23. Au cours de la décennie écoulée, les injections de capitaux bruts dans la plupart des économies émergentes (EME) se sont rapidement accrues. Dans une étude récente sur l’instabilité financière, la Banque des règlements internationaux (BRI) indique que les afflux bruts de capitaux en Asie de l’Est avaient atteint 15% en 2007, soit cinq pour cent de points de plus que lors du pic antérieur à 1997-98, tandis que l’Europe centrale et orientale a enregistré des injections de capitaux bruts de plus de 20% du PIB, soit bien davantage que les vagues d’afflux financiers précédentes. Aiguillonnées par une intégration plus étroite à l’Union européenne, ces formidables injections de capitaux s’effectuent le plus souvent par l’intermédiaire de banques étrangères, qui réduisent généralement les risques de solvabilité tout en accroissant les risques de crédit. (BRI, 2009) En d’autres termes, si la capitalisation importante des banques étrangères garantit à leurs succursales un accès à des capitaux abordables, la capacité de surveillance des décideurs est loin d’être optimale, en raison de leur éloignement et de leur méconnaissance des conditions du marché local et de ses pratiques en matière de crédit. Le risque de crédit a joué un rôle crucial dans l’effondrement rapide de l’Europe centrale et orientale, comme le démontre le pourcentage sans cesse croissant de créances douteuses (Banque mondiale, 2010). Des retards et défauts de paiement sont certes fréquents en période de récession économique, mais les données récentes concernant les arriérés en Europe centrale et orientale révèlent un accroissement majeur, symptomatique d’un problème plus aigu lié à la nature de ces crédits (BERD, 2009 ; BRI, 2009 ; Banque mondiale, 2010).

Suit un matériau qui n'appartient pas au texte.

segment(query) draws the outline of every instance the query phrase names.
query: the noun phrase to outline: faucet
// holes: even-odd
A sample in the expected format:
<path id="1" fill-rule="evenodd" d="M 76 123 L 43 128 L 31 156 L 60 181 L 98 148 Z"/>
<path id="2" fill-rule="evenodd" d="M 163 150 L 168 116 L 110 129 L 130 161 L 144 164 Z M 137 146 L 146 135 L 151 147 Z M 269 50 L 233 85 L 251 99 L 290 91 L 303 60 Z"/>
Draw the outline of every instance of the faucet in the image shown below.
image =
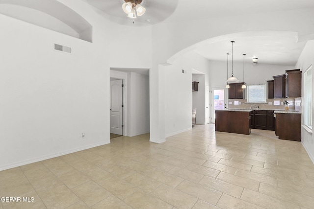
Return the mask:
<path id="1" fill-rule="evenodd" d="M 253 108 L 254 108 L 253 109 L 256 109 L 256 108 L 258 108 L 258 107 L 256 107 L 256 105 L 251 105 L 251 108 L 250 108 L 250 109 L 252 109 L 252 107 L 253 107 Z"/>

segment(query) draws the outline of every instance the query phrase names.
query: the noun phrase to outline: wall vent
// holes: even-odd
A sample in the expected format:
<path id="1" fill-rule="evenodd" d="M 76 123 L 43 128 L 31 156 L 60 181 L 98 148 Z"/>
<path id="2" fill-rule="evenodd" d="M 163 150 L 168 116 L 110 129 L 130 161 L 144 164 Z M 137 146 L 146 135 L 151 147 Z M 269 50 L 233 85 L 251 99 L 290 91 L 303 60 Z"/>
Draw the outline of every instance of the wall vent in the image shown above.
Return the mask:
<path id="1" fill-rule="evenodd" d="M 64 52 L 67 53 L 71 53 L 72 51 L 70 47 L 66 46 L 62 46 L 57 44 L 54 44 L 54 50 L 64 51 Z"/>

24. En règle générale, les partisans de l’intégration financière défendent l’idée que les tendances de consommation sont plus « lisses » que les tendances, plus volatiles, au niveau des revenus. Cela n’a cependant pas été le cas lors des années de boom de l’Europe centrale et orientale. Les données disponibles indiquent que, de 2003 à 2008, seules les économies de la Bulgarie, de la Croatie, de la Hongrie, de la Pologne, de la République slovaque et de la Slovénie ont progressé plus rapidement que la consommation privée. (Dans les dix autres économies pour lesquelles des données sont disponibles, la consommation a augmenté plus rapidement que les revenus, une tendance soutenue par l’accès toujours plus facile au crédit à la consommation.) Tout au long de la crise actuelle, ces six pays se sont généralement mieux comportés que l’Estonie, la Lettonie, la Lituanie, le Moldova, la Roumanie, la Russie et l’Ukraine, alors que dans tous ces pays, la croissance de la consommation privée était nettement supérieure à celle du PIB. Qui plus est, la plupart des crédits octroyés aux ménages (qui n’ont généralement pas la possibilité de « couvrir » leurs emprunts) et aux entreprises étaient libellés en euros, ce qui augmentait considérablement les risques de fluctuation des taux de change associés à ces crédits. (Banque mondiale, 2010). Ces disparités monétaires étaient évidemment bien plus frappantes dans les pays comptant une importante présence de banques étrangères. L’on peut dès lors suspecter que les politiques encourageant la libéralisation financière ont conduit à un modèle de croissance intenable, la consommation privée, financée par des capitaux étrangers, attirant toujours plus d’importations – deux facteurs très dommageables aux comptes courants de ces pays.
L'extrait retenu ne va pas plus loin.